There are three types of files. by Animats · 2009-11-02 13:44 · Score: 5, Interesting
I'd argue that file systems should know about and support three types of files:
- Unit files. Unit files are written once, and change only by being replaced. Most common files are unit files. Program executables, HTML files, etc. are unit files. The file system should guarantee that if you open a unit file, you will always read a consistent version; it will never change underneath a read. Unit files are replaced by opening for write, writing a new version, and closing; upon close, the new version replaces the old. In the event of a system crash during writing, the old version of the file remains. If the writing program crashes before an explicit close, the old file remains. Unit files are good candidates for unduplication via hashing. While the file is open for writing, attempts to open for reading open the old version. This should be the default mode. (This would be a big convenience; you always read a good version. Good programs try to fake this by writing a new file, then renaming it to replace the old file, but most operating systems and file systems don't support atomic multiple rename, so there's a window of vulnerability. The file system should give you that for free.)
- Log files Log files can only be appended to. UNIX supports this, with an open mode of O_APPEND. But it doesn't enforce it (you can still seek) and NFS doesn't implement it properly. Nor does Windows. Opens of a log file for reading should be guaranteed that they will always read exactly out to the last write. In the event of a system crash during writing, log files may be truncated, but must be truncated at an exact write boundary; trailing off into junk is unacceptable. Unduplication via hashing probably isn't worth the trouble.

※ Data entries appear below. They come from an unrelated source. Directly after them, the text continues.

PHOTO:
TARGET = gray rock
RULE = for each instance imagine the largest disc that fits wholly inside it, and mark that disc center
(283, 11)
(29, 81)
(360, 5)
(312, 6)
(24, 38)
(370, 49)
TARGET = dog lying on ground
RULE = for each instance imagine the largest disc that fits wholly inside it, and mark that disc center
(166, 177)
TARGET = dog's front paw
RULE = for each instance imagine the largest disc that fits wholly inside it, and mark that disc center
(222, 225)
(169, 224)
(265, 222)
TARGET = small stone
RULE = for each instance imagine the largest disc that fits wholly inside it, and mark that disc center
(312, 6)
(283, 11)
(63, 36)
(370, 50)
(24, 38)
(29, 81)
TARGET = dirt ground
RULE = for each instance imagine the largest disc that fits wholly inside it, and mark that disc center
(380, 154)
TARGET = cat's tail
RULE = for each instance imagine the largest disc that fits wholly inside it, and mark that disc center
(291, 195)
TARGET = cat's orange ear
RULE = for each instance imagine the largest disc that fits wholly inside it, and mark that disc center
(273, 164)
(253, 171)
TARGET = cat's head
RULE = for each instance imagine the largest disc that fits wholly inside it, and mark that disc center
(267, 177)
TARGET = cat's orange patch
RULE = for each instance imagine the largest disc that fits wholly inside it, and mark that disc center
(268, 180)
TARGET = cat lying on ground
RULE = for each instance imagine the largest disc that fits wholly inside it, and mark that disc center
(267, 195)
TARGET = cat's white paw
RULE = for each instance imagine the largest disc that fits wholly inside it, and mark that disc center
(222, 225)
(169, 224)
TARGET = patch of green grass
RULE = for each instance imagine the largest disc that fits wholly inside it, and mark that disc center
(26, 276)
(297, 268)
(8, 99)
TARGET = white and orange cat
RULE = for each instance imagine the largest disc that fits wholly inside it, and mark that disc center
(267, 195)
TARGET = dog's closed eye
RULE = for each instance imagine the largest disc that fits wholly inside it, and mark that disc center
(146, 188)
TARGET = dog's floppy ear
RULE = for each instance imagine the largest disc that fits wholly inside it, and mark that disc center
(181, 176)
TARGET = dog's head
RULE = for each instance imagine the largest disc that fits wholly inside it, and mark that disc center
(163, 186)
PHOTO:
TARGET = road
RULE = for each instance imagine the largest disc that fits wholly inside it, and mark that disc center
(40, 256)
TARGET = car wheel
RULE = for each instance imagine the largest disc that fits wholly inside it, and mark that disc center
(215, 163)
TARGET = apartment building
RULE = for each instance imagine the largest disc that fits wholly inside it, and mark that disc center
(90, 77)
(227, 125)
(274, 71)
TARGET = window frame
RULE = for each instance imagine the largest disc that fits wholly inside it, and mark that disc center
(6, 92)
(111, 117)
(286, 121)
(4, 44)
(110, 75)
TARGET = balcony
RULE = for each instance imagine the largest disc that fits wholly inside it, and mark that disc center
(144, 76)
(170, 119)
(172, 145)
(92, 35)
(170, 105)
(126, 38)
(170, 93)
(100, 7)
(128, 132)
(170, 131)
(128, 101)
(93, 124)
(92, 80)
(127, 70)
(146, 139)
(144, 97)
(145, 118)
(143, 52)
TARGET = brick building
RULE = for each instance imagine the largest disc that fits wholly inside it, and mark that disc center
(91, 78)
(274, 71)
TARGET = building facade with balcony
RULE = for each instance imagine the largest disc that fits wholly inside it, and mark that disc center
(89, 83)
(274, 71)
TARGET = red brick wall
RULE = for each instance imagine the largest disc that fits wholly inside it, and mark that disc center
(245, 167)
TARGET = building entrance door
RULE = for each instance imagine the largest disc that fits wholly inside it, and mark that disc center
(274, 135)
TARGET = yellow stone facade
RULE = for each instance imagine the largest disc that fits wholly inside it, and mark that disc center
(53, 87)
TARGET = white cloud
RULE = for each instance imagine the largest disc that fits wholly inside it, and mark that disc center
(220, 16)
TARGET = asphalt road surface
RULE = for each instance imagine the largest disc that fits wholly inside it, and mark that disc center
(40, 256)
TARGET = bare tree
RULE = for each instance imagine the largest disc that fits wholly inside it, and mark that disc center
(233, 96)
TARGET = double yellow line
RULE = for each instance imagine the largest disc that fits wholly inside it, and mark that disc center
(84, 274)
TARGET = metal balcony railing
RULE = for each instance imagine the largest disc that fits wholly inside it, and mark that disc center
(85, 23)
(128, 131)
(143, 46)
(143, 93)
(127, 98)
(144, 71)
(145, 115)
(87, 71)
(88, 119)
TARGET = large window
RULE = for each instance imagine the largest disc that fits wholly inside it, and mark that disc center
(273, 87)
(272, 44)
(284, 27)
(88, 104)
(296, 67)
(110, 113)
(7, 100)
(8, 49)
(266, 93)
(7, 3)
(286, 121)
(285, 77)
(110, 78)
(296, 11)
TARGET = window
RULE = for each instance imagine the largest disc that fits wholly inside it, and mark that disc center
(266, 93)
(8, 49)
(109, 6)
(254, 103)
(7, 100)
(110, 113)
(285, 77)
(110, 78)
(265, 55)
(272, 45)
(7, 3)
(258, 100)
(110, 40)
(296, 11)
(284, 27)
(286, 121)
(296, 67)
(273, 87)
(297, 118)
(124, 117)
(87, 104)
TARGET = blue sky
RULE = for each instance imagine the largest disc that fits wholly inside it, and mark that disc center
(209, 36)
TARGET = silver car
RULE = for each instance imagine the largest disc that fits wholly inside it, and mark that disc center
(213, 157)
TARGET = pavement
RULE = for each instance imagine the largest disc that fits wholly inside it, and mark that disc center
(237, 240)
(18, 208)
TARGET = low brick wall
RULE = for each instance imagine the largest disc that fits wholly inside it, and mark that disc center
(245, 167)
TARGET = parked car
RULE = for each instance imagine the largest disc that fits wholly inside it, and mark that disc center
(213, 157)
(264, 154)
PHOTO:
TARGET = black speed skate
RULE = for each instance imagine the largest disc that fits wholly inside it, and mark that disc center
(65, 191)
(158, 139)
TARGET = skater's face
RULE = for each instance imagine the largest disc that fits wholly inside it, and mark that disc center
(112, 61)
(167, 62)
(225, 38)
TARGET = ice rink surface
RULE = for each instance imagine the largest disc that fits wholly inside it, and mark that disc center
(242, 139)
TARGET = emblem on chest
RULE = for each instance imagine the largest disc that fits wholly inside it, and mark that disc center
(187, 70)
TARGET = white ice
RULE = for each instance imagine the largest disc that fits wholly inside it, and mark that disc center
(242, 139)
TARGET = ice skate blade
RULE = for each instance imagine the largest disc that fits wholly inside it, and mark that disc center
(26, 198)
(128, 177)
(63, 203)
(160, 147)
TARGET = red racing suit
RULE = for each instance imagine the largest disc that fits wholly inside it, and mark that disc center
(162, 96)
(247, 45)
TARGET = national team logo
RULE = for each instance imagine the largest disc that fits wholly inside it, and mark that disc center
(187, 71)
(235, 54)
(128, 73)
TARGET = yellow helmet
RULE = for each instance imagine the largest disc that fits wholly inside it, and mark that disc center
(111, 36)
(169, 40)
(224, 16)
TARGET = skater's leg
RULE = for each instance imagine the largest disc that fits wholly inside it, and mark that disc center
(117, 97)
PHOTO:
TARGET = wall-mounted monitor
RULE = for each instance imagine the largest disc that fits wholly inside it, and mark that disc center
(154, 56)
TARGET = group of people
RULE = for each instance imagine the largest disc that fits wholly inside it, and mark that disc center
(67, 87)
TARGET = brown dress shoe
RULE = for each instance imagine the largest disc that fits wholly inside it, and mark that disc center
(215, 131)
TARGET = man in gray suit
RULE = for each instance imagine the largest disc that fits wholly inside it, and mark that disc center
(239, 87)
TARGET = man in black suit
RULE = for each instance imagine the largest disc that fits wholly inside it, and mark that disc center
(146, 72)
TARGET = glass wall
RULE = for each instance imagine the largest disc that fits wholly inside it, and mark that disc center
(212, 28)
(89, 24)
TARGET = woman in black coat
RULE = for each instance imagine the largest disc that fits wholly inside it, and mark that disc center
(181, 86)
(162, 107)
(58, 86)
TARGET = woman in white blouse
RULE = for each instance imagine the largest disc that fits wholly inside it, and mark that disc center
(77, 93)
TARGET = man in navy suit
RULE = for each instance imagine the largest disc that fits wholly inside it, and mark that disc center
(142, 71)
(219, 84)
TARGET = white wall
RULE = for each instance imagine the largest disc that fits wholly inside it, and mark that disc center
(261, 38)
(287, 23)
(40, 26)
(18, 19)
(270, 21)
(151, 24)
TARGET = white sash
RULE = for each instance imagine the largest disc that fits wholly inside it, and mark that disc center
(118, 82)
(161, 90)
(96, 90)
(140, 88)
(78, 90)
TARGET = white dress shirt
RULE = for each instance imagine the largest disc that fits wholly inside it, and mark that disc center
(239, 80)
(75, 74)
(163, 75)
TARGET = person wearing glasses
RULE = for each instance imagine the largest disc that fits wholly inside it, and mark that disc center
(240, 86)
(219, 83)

- Managed files Managed files are random-access files managed by a database or archive program. Random access is supported. The use of open modes O_SYNC, O_EXCL, or O_DIRECT during file creation indicates a managed file. Seeks while open for write are permitted, multiple opens access the same file, and O_SYNC and O_EXCL must work as documented. Unduplication via hashing probably isn't worth the trouble and is bad for database integrity.
That's a useful way to look at files. Almost all files are "unit" files; they're written once and are never changed; they're only replaced. A relatively small number of programs and libraries use "managed" files, and they're mostly databases of one kind or another. Those are the programs that have to manage files very carefully, and those programs are usually written to be aware of concurrency and caching issues.
Unix and Linux have the right modes defined. File systems just need to use them properly.
Re:Any other file systems with that feature? by binaryspiral · 2009-11-02 14:27 · Score: 4, Interesting

Microsoft's SIS is a joke. A few folks have dedupe down to a science - Data Domain and NetApp.
We virtualized our filers into an ESX 3.5 cluster and dropped the VMDK files onto a NetApp 3140... deduped them to 18% of their original size. No performance impact, actually faster than our original servers and much more efficient.
ROI - three months.
Difficulty to implement dedup? A checkmark and the OK button.
Re:Open Source Cures Cancer by sjames · 2009-11-03 02:34 · Score: 3, Interesting

The same people you call when your proprietary system breaks and you discover that the official tech support people can't find their posterior with both hands and a map. Most cities have a number of grief councilors ready to support you in your time of need. If it was really critical, try the suicide hotline.